By LARRY WOODY
Scientists in Argentina have unearthed the bones of a dinosaur that lived 80 million years ago and weighed an estimated 65 tons -- a prehistoric Rosie O'Donnell.
(Technically, Rosie doesn't weigh 65 tons. It just seems like it.)
Back to the big dinosaur: Why is its discovery relevant?
This is why: It shows what happens if you let yourself go and become over-weight. For a society increasingly unable to see its collective toes, the message is clear. Shed some of that blubber or you'll go extinct.
To be honest, scientists aren't certain a prehistoric Weight Watcher's program could have saved the big fellow, named Dreadnoughtus. He might have succumbed to natural causes even if he had been counting calories and working out down at the Jurassic Gym.
They are still digging around the site to see if they might unearth a primitive Stairmaster or some old Nutrisystem health-food cartons. Or perhaps some petrified Jenny Craig instructional pamphlets for a special dino-diet.
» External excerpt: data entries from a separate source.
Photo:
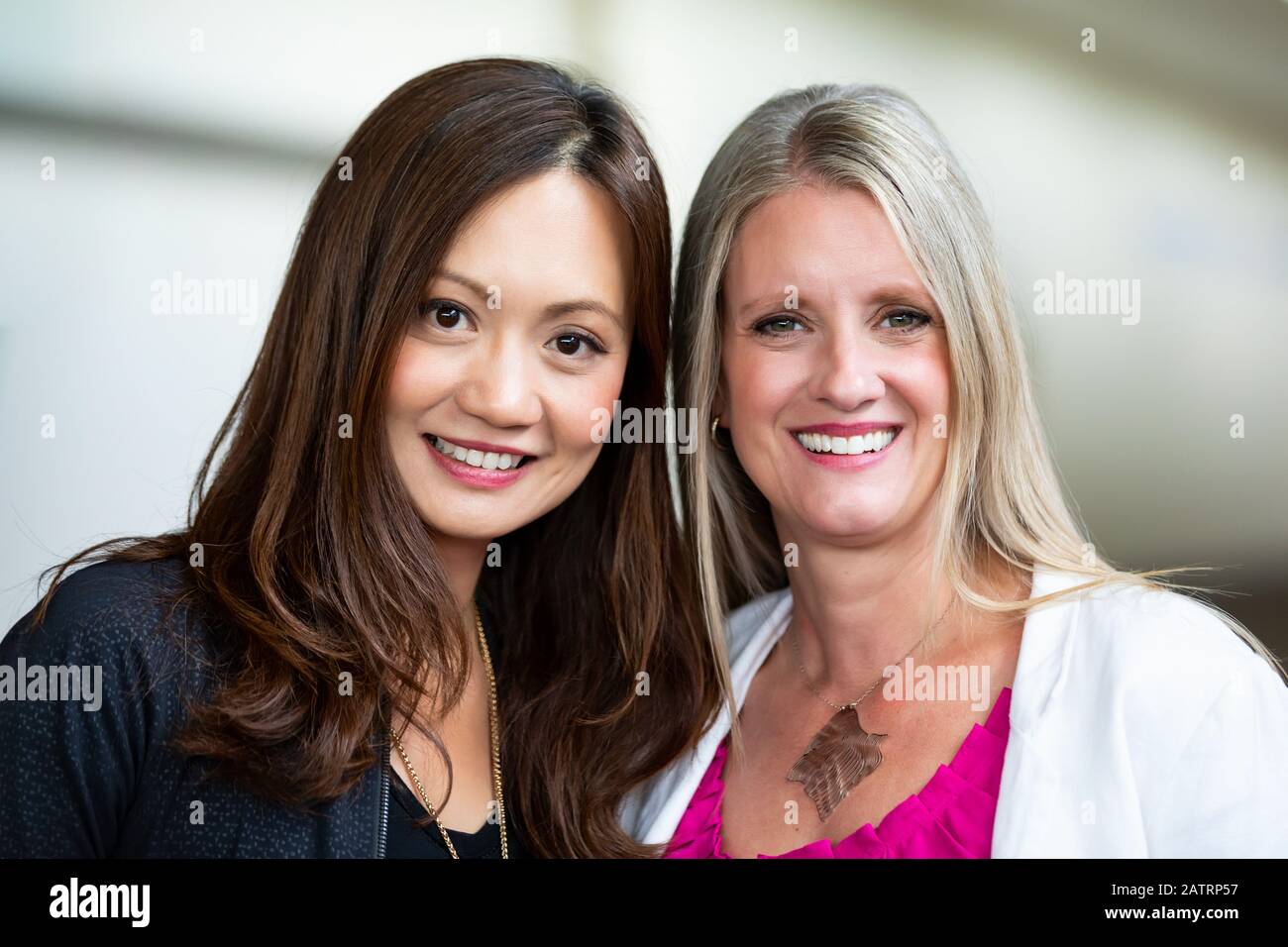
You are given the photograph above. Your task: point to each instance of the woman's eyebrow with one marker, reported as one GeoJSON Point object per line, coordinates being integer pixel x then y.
{"type": "Point", "coordinates": [557, 311]}
{"type": "Point", "coordinates": [552, 312]}
{"type": "Point", "coordinates": [890, 291]}
{"type": "Point", "coordinates": [472, 285]}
When the dearly departed has been gone for 80 million years, it's hard to tell if he passed away relaxing in his La-Z-Boy eating Nachos and watching the Sports Channel. It could be he was walking home after a long night out with his buddies and stumbled into a tar pit. That's happened to a lot of us.
One thing HAS been determined -- and is well worth the cost of the research grant -- is Dreadnoughtus was big. A photograph shows a scientist standing in the fossilized jawbone, and he looks the size of a Fig Newton. If a Dreadnoughtus decided to chomp down on you, it would leave a mark.
Not to worry; paleontologists claim the giant dino was a leaf-eating peacenik that wouldn't harm a fly.
But he could have, if somebody had pushed him too far like the bad guys did Gary Cooper in High Noon when he finally got fed up and cleaned up the town to impress Grace Kelly. But I digress ...
Dreadnoughtus was equipped for battle, with "a muscular tail that could be used as a weapon," and "large claws, ideal for fighting."
For a minute I thought they were describing my ex-wife.
(Note to divorce lawyer: I'm kidding.)
The discovery of the "biggest" dinosaur comes at a time when we're obsessed with size. Everybody wants to live in the biggest house, drive the biggest car, order the biggest burger, run up the biggest national deficit.
We used to think T-Rex was a big dinosaur, then along comes Dreadnoughtus whose lunch pail T-Rex couldn't have carried.
Immediately, someone starts trying to top that: scientists believe there's something called an Aregentinosaurus that might have weighed 90 tons. It would make the 65-ton Dreadnoughtus look like Pee Wee Herman. It could kick sand in Dreadnoughtus' face at the beach.
Aregentiosaurus is believed to be not only bigger, but even older than Dreadnoughtus, which would put him around the age of Keith Richards.
Scientists are understandably excited and anxious to determine exactly how much the big guy might have weighed.
They've asked Rosie O'Donnell if they can borrow her bathroom scales.